Le maître garde ensuite le silence et observe Guildarts passer une main calleuse dans ses cheveux bruns. Des mèches rousses strient sa chevelure, et son visage creux, souligné par sa barbe brune, affiche une grande tristesse mélancolique.

- Oui, bien-sûr, dit-il. Pardonnez-moi, maître. J'avais juste besoin de passer voir la tombe avant de dormir...

Le maître esquisse un tendre sourire et lève la tête bien haut pour plonger son regard doux dans celui de son compagnon.

- Ne t'en fais pas, je comprends. J'étais simplement inquiet pour toi; ça me rassurerait plus de te voir respecter le couvre-feu.

Earthland comporte quatre règles principales – parmi lesquelles un couvre-feu de vingt-et-une heures trente à sept heures du matin qui a été décrété par le maître. Toute personne avec des pouvoirs magiques est alors priée de rester à l'intérieur du dôme de protection magique, créé par le maître pour protéger tous les membres de la communauté. C'est la règle; elle doit être respectée par tous. Et le maître compte bien le rappeler à son compagnon. Son visage prend un air triste et pensif.

- Je sais bien que ce n'est pas simple pour vous tous, mais c'est notre seule solution pour rester en sécurité. Le monde extérieur est trop dangereux pour nous, Guildarts, c'est pour ça que nous vivons cachés, tu le sais bien...

Il marque une pause et reprend avec une voix étrange. Comme avec une colère sourde coincée dans la gorge :

- Ce sont des gens du monde extérieur qui nous pris Kana. Ce sont à cause d'eux qu'elle est morte; et je ne veux pas qu'un autre membre de ma famille connaisse le même sort.

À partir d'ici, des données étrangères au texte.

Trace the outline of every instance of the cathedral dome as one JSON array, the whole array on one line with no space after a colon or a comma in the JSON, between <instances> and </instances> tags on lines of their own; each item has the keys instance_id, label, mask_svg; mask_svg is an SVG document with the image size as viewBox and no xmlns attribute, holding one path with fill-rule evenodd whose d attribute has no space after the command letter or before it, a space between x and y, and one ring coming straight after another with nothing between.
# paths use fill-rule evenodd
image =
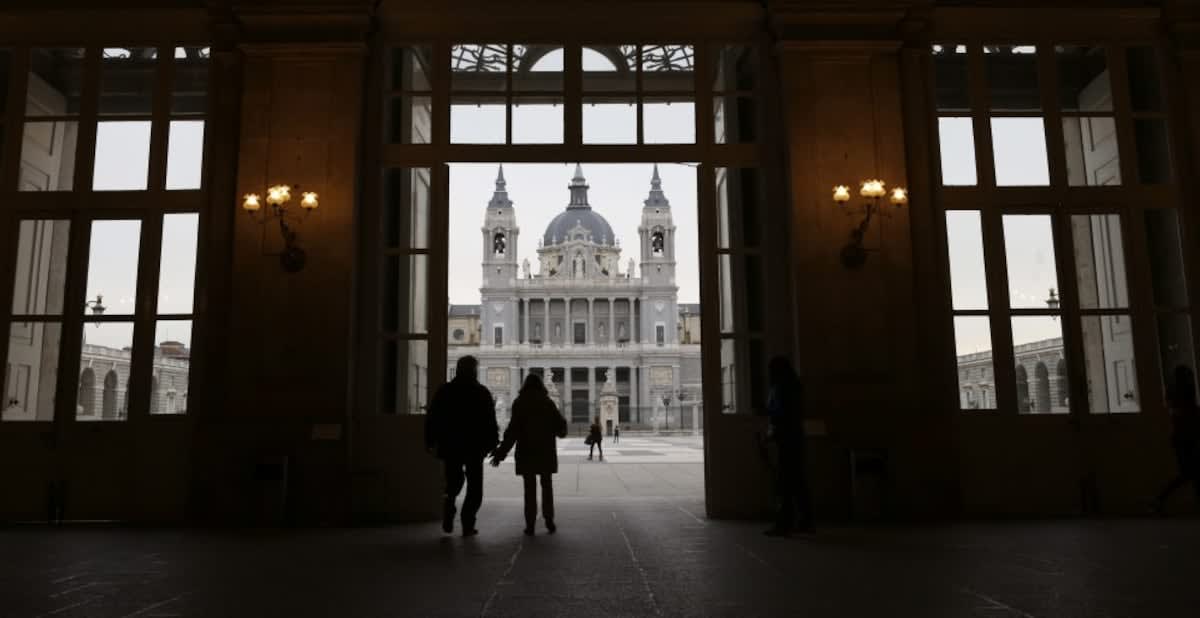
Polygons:
<instances>
[{"instance_id":1,"label":"cathedral dome","mask_svg":"<svg viewBox=\"0 0 1200 618\"><path fill-rule=\"evenodd\" d=\"M592 242L596 245L616 246L617 239L612 233L612 226L599 212L592 210L588 204L588 185L583 179L583 168L575 166L575 178L568 185L571 190L571 203L566 210L559 212L557 217L546 226L546 234L542 235L542 245L558 245L569 240L571 230L576 226L592 234Z\"/></svg>"}]
</instances>

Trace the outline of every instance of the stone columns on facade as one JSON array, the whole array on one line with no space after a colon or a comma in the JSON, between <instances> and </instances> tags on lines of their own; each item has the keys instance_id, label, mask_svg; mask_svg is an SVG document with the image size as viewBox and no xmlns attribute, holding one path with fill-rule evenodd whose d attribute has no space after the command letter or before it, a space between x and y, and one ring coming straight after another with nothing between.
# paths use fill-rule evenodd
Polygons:
<instances>
[{"instance_id":1,"label":"stone columns on facade","mask_svg":"<svg viewBox=\"0 0 1200 618\"><path fill-rule=\"evenodd\" d=\"M617 341L617 331L614 330L617 325L617 307L613 307L614 299L608 296L608 346L612 346Z\"/></svg>"}]
</instances>

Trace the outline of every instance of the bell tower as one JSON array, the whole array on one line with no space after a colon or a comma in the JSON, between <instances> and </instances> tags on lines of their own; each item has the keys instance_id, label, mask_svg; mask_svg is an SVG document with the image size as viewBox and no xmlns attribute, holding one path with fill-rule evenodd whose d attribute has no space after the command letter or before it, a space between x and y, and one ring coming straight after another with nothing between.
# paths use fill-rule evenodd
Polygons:
<instances>
[{"instance_id":1,"label":"bell tower","mask_svg":"<svg viewBox=\"0 0 1200 618\"><path fill-rule=\"evenodd\" d=\"M504 166L496 174L496 188L487 202L484 227L484 276L480 290L481 343L504 346L516 343L517 302L512 293L517 274L517 227L512 200L504 181Z\"/></svg>"},{"instance_id":2,"label":"bell tower","mask_svg":"<svg viewBox=\"0 0 1200 618\"><path fill-rule=\"evenodd\" d=\"M642 202L642 222L637 226L642 258L642 341L659 344L678 342L679 311L676 300L674 220L671 202L662 192L659 166L650 176L650 194Z\"/></svg>"}]
</instances>

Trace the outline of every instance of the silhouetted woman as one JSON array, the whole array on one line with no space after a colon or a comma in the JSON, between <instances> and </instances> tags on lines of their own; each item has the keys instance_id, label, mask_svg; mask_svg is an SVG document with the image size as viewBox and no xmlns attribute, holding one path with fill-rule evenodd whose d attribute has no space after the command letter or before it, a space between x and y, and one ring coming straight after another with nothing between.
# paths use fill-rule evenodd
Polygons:
<instances>
[{"instance_id":1,"label":"silhouetted woman","mask_svg":"<svg viewBox=\"0 0 1200 618\"><path fill-rule=\"evenodd\" d=\"M588 461L592 461L592 452L600 449L600 461L604 461L604 446L600 443L604 442L604 432L600 431L600 416L596 416L595 422L588 430Z\"/></svg>"},{"instance_id":2,"label":"silhouetted woman","mask_svg":"<svg viewBox=\"0 0 1200 618\"><path fill-rule=\"evenodd\" d=\"M533 534L538 521L538 476L541 476L541 517L546 529L554 534L554 481L558 472L557 438L566 437L566 419L559 414L554 402L546 394L541 377L530 373L521 392L512 402L512 419L504 430L504 442L492 456L492 466L499 466L515 444L517 448L517 475L524 480L526 534Z\"/></svg>"},{"instance_id":3,"label":"silhouetted woman","mask_svg":"<svg viewBox=\"0 0 1200 618\"><path fill-rule=\"evenodd\" d=\"M1196 378L1187 366L1175 367L1175 383L1168 389L1166 403L1171 410L1171 449L1178 474L1154 500L1154 510L1159 514L1166 512L1166 499L1188 481L1200 499L1200 408L1196 407Z\"/></svg>"},{"instance_id":4,"label":"silhouetted woman","mask_svg":"<svg viewBox=\"0 0 1200 618\"><path fill-rule=\"evenodd\" d=\"M767 370L770 378L767 416L770 439L779 448L779 478L775 480L779 512L767 535L784 536L792 530L811 533L812 508L804 461L804 386L785 356L770 359Z\"/></svg>"}]
</instances>

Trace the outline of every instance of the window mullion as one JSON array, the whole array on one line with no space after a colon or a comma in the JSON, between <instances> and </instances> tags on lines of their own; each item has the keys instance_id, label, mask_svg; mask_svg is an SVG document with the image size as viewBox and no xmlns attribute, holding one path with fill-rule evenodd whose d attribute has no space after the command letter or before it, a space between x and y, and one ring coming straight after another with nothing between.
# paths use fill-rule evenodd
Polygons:
<instances>
[{"instance_id":1,"label":"window mullion","mask_svg":"<svg viewBox=\"0 0 1200 618\"><path fill-rule=\"evenodd\" d=\"M1013 323L1008 299L1008 268L1004 234L998 210L980 212L984 271L988 278L988 307L991 325L992 376L996 408L1016 412L1016 373L1013 356Z\"/></svg>"}]
</instances>

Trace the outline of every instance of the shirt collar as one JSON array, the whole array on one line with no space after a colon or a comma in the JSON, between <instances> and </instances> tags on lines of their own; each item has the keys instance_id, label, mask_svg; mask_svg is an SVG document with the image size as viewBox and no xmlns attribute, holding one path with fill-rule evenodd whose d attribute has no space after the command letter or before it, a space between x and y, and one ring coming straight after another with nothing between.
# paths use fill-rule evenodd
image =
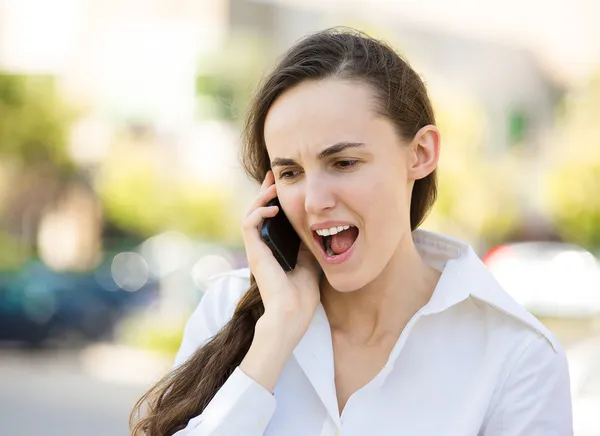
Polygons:
<instances>
[{"instance_id":1,"label":"shirt collar","mask_svg":"<svg viewBox=\"0 0 600 436\"><path fill-rule=\"evenodd\" d=\"M417 229L415 246L422 258L441 272L429 302L416 316L443 312L467 298L481 300L544 335L556 350L554 336L533 315L514 301L496 282L487 267L466 242ZM404 341L406 340L404 335ZM387 366L393 366L402 344L396 343ZM306 333L294 349L294 357L315 388L329 415L341 428L335 391L335 370L331 330L319 304ZM383 382L382 378L380 382Z\"/></svg>"},{"instance_id":2,"label":"shirt collar","mask_svg":"<svg viewBox=\"0 0 600 436\"><path fill-rule=\"evenodd\" d=\"M413 241L423 260L442 272L422 314L442 312L469 297L476 298L545 336L557 350L555 336L500 286L469 244L421 229L413 232Z\"/></svg>"}]
</instances>

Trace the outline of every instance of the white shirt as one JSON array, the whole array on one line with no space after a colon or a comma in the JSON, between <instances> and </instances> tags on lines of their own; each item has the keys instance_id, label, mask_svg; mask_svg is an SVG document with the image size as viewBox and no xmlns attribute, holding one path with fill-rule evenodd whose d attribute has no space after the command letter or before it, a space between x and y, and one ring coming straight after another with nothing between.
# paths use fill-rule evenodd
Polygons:
<instances>
[{"instance_id":1,"label":"white shirt","mask_svg":"<svg viewBox=\"0 0 600 436\"><path fill-rule=\"evenodd\" d=\"M274 395L236 368L176 436L569 436L565 353L494 280L466 243L416 230L441 271L386 365L338 412L329 323L319 305ZM175 364L231 318L249 271L220 276L187 323Z\"/></svg>"}]
</instances>

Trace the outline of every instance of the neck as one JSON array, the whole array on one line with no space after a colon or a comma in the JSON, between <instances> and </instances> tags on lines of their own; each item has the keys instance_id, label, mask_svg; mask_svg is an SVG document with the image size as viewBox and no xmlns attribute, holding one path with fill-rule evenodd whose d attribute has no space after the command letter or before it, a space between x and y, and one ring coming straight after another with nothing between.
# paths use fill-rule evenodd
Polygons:
<instances>
[{"instance_id":1,"label":"neck","mask_svg":"<svg viewBox=\"0 0 600 436\"><path fill-rule=\"evenodd\" d=\"M431 298L440 272L427 265L409 232L383 271L352 292L338 292L325 279L321 302L333 333L362 345L397 338L410 318Z\"/></svg>"}]
</instances>

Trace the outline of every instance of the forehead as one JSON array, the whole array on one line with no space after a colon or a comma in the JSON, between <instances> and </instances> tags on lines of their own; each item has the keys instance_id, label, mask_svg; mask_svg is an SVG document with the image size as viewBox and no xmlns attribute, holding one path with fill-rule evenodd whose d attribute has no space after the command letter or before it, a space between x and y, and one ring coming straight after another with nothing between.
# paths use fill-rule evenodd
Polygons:
<instances>
[{"instance_id":1,"label":"forehead","mask_svg":"<svg viewBox=\"0 0 600 436\"><path fill-rule=\"evenodd\" d=\"M271 106L265 141L271 158L321 149L340 141L367 141L377 119L371 88L356 81L307 81L286 91Z\"/></svg>"}]
</instances>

Guildarts hoche tristement la tête tout en gardant les yeux fixés sur le maître. Après un court silence, ce dernier déclare formellement :

- Sa mort ne sera pas impunie, mon ami. Nous la vengerons.

Le brun réhausse son sourire triste. La vengeance... Il répète ce mot dans sa tête comme pour le savourer entièrement. A la mort de sa fille, l'idée s'était insinué petit à petit dans son esprit, avait fait son chemin, avait grandi, et avait commencé à guider ses choix. S'il est devenu médecin à Earthland, ce n'est que pour espérer mettre lamain sur les responsables en parcourant le monde, pour sauver les personnes endétresse avec leurs pouvoirs des gens malintentionnés du monde extérieur. Son désir de vengeance dicte sa vie depuis trois ans ; et il ne le quittera que lorsqu'il découvrira la vérité. Il n'aura terminé son deuil que lorsqu'il pourra dire : « j'ai vengé ma fille ». C'est son intime conviction.

- Merci, maître, souffle Guildarts.

Il plonge son regard dans celui du vieillard. Il n'est pas seul. Il a des compagnons auxquels il accorde toute sa confiance. Ils le soutiennent et ils l'aideront à venger sa fille. Quand il relève la tête pour regarder droit devant lui, l'expression de son visage est empreinte d'une immense détermination.